Hillary too sexy for the shot

Where’s Hillary? Hasidic paper breaks rules by editing Clinton out of White House photo

Hillary Clinton has been edited out of the photo in the White House Situation Room because of her gender:

That would be the Ultra-Orthodox Hasidic broadsheet Der Tzitung, published in Brooklyn. The paper photoshopped Clinton, as well at the only other woman who could be seen in the room–Audrey Tomason, the national director of counterterrorism–out of the frame.

Here’s what Der Tzitung had to say about this situation:

“In accord with our religious beliefs, we do not publish photos of women, which in no way relegates them to a lower status… Because of laws of modesty, we are not allowed to publish pictures of women, and we regret if this gives an impression of disparaging to women, which is certainly never our intention. We apologize if this was seen as offensive.”

That’s really funny – they don’t want to be seen as relegating women to “a lower status” or being “disparaging to women.”  Then why don’t they forbid men to buy/see these broadsheets? They are called broad sheets afterall – let the broads see them and keep them out of the hands of men. Easy peazy.

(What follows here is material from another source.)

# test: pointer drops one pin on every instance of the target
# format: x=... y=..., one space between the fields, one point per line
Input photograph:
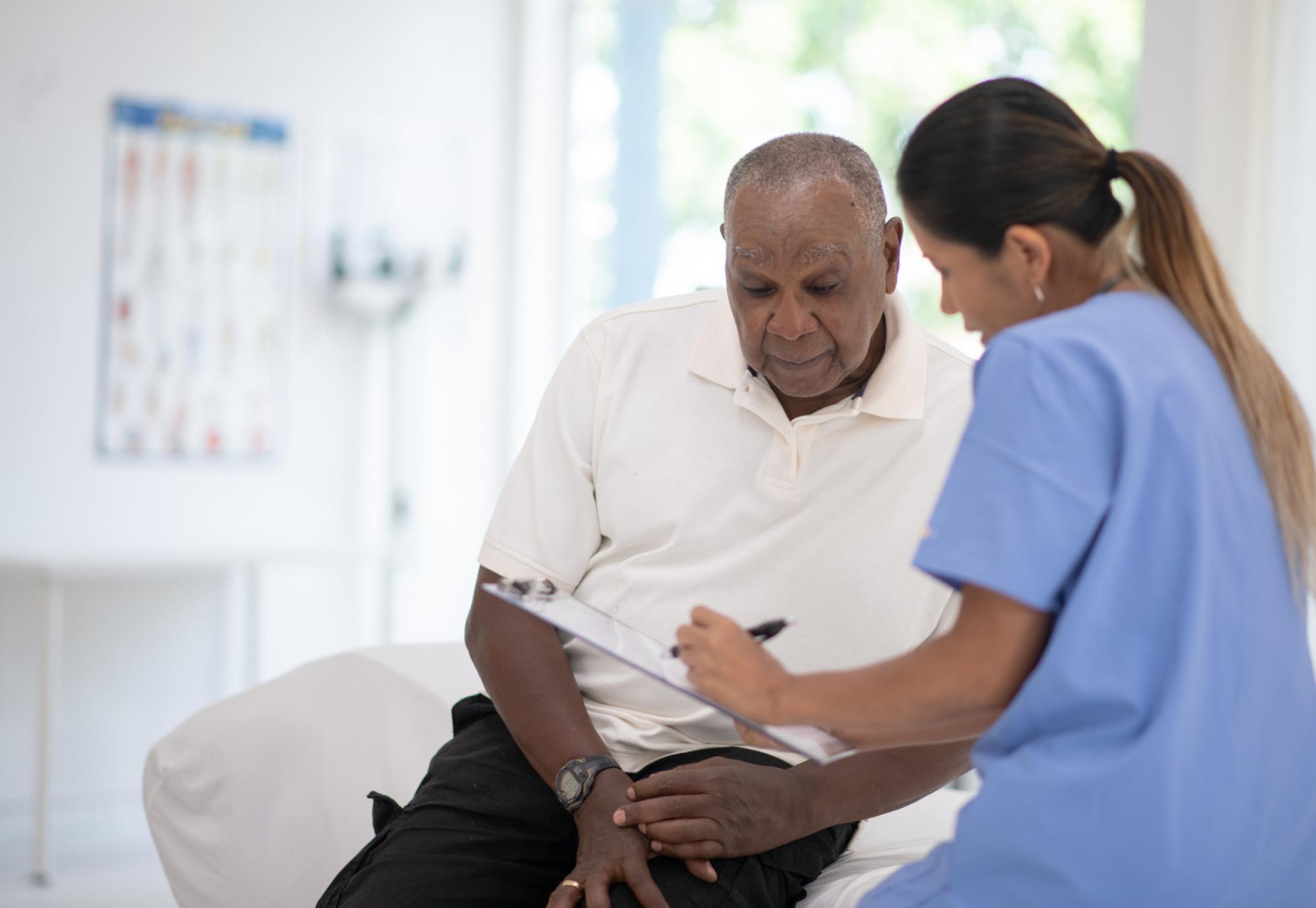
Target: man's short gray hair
x=788 y=161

Have women really progressed?

Here’s a press release from the UN discussing the status of women’s rights in the world. As Hillary Clinton has said, women’s rights are human rights. Unfortunately, they are often seen as “women’s issues” or as something that, since women tolerate the abuses, must be okay. People that work in sweat factories can be said to be working “voluntarily” or accepting their condition, but it’s a human rights abuse nonetheless. We have to stop rationalizing women’s human rights abuses and start resolving these issues.

Ms. Yade said 60 years after the Universal Declaration of Human Rights, the situation of women had not really improved. They had progressed, of course, but it was a path filled with obstacles, where steps backwards remained a possibility. Discrimination against women found its source in the continuance throughout the world of practices and prejudices from another time, in the persistence of both de facto and judicial discrimination. These inequalities were linked to the inferior social status which continued to be applied to women, and by the public debate that was tainted by this.

Mr. Despouy said sometimes inequality stemmed from the application of the law and not the text itself, for example in the area of property and ownership. As to administration of justice, women often had problems participating in it. Important issues were at stake for women, such as child custody among others, and therefore they needed access to the judiciary. Discrimination against women continued to be a major issue on the human rights agenda and the Human Rights Council could not turn a blind eye on it. Discrimination did not only take place in one area, women suffered discrimination everywhere.

Mr. La Rue said all human beings regardless of age, culture, religion, ethnicity, sexual orientation, among others, should have the right to develop their opinions and express them. It was very important to focus on freedom of expression from the point of view of women. Women had been silenced both in domestic legislation, international practice and customs in some countries around the world. It was necessary to create a safe space for freedom of expression and for the exchange of opinion, in all spheres of life: the family, society, domestic legislation and international instruments. Freedom of expression was a main instrument to halt violence against women and all forms of discrimination.